Et la fameuse question qui commence dès le 1er, tout de suite après le poisson d’avril : «Qu’est-ce que tu veux pour ta fête?». Je n’ose pas répondre «rien». Alors je cherche.
C’est un peu comme les enfants nés le 23 décembre, leurs cadeaux et les cadeaux de Noël sont un peu mêlés. Alors moi, qui suis née un Vendredi saint, on m’a souvent fêtée en même temps que Pâques. Comme mon frère en même temps que la fête des Mères. Et c’est bien correct comme ça. Je suis moins le centre d’attention. Et je n’ai pas à répondre à la fichue question.
Comment dire aux gens que je les aime bien, mais que j’aime la tranquillité. Pas la solitude complète. Je n’ai jamais vécu toute seule pour vrai. Tout au plus une semaine ici et là. Mais je dois admettre que ça m’énerve de la visite. Aller chez les gens, quelques heures, ça va, c’est même divertissant, mais recevoir, ça me stresse. Si je le dis, les gens ne viendront plus. Je passerai pour misanthrope, asociale.
C’est avec le trop que j’ai de la misère.
Trop de choses à penser, à gérer. Trop de bruits en même temps, tout le monde parle, de la musique ou la télé ouverte pendant qu’on jase. Toutes les émotions de tout le monde. Ça devient une tempête.
Une personne à la fois, c’est mieux.
Et s’il vous plaît, pas d’appels téléphoniques. Pas trop, un ou deux. Pas trop longtemps non plus, quelques minutes, ça peut aller. Pas des heures.
Mais je ne peux pas dire ça non plus, je vais passer pour...
Pour moi toute seule, je m’en fous de mon image. Je sais qui je suis et je m’entends bien avec mon moi-même. Je suis habituée depuis l’temps. Je peux bien me parler sèchement. Mais ça me fait de quoi quand je vois la réaction des gens : tu veux pas me voir? Tu veux pas de party? Ce sont eux qui sont déçus. Ce sont eux qui veulent un party, une rencontre, fêter, manger, boire, rire, chanter. Alors ce qui me peine, c’est de ne pas leur faire plaisir. Et j’aime bien faire plaisir. Je suis pas une faiseuse de party, mais pas une casseuse non plus.
Je ne sais plus quoi faire. J’hésite. Je n’aime pas décider. Je jongle à la façon de plaire à tout le monde y compris moi-même. J’y arrive rarement. Et bien souvent, j’accepte la fête. Et puis, oui, j’y prendrai plaisir. À voir les sourires, à recevoir les cadeaux et les câlins. À apprécier le vin et le gâteau au chocolat. À écouter les dernières nouvelles de chacun. J’aime entendre leurs histoires, c’est comme lire des biographies. Je raffole des confidences. C’est sûr qu’une fois tout le monde parti, la vaisselle lavée, la maison redevenue silencieuse, je repasserai tout ce qui s’est dit, je me poserai mille questions, je referai les phrases que j’aurais voulu plus claires. Et c’est sûr aussi, je ne regretterai rien.

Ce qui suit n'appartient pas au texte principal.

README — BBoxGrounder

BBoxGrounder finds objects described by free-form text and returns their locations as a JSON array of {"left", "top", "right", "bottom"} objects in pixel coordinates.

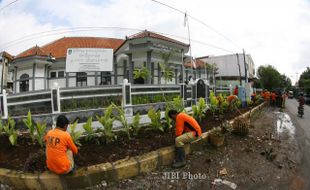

Je vous le dis, j’ai tout de l’hypersensible. Je n’aime pas le mot. Ni le hyper ni le sensible. Hyper signifie supérieur. Veux pas. Sensible, c’est comme émotif. Quand quelqu’un est émotif, il chasse rapidement ce trouble. Pas le montrer, comme si c’était niaiseux ou dérangeant. Plusieurs personnes ne savent pas quoi faire avec les émotions des autres et probablement pas avec les leurs. Elles me croient malheureuse d’être ainsi affublée de cette personnalité. Tout de suite le psychologue, le médecin, les anti-dépresseurs. Comme si j’étais malheureuse, malade, dépressive.
« Finalement, que veux-tu pour ta fête? » (Bon, je comprends que j’ai encore pris un long détour avec beaucoup de mots pour répondre à une question qui avait l’air pourtant simple.)
Heu... Rien. Et puis, tiens, oui, je veux ne rien faire : pas de repas, pas de ménage, pas de monde.
Et si vous voulez me faire plaisir : écrivez-moi (non, non pas obligé d’écrire une longue épitre). J’adore lire.
Note: Si c'est la première fois que vous entendez parler d'hypersensibilité... c'est tout plein sur Internet.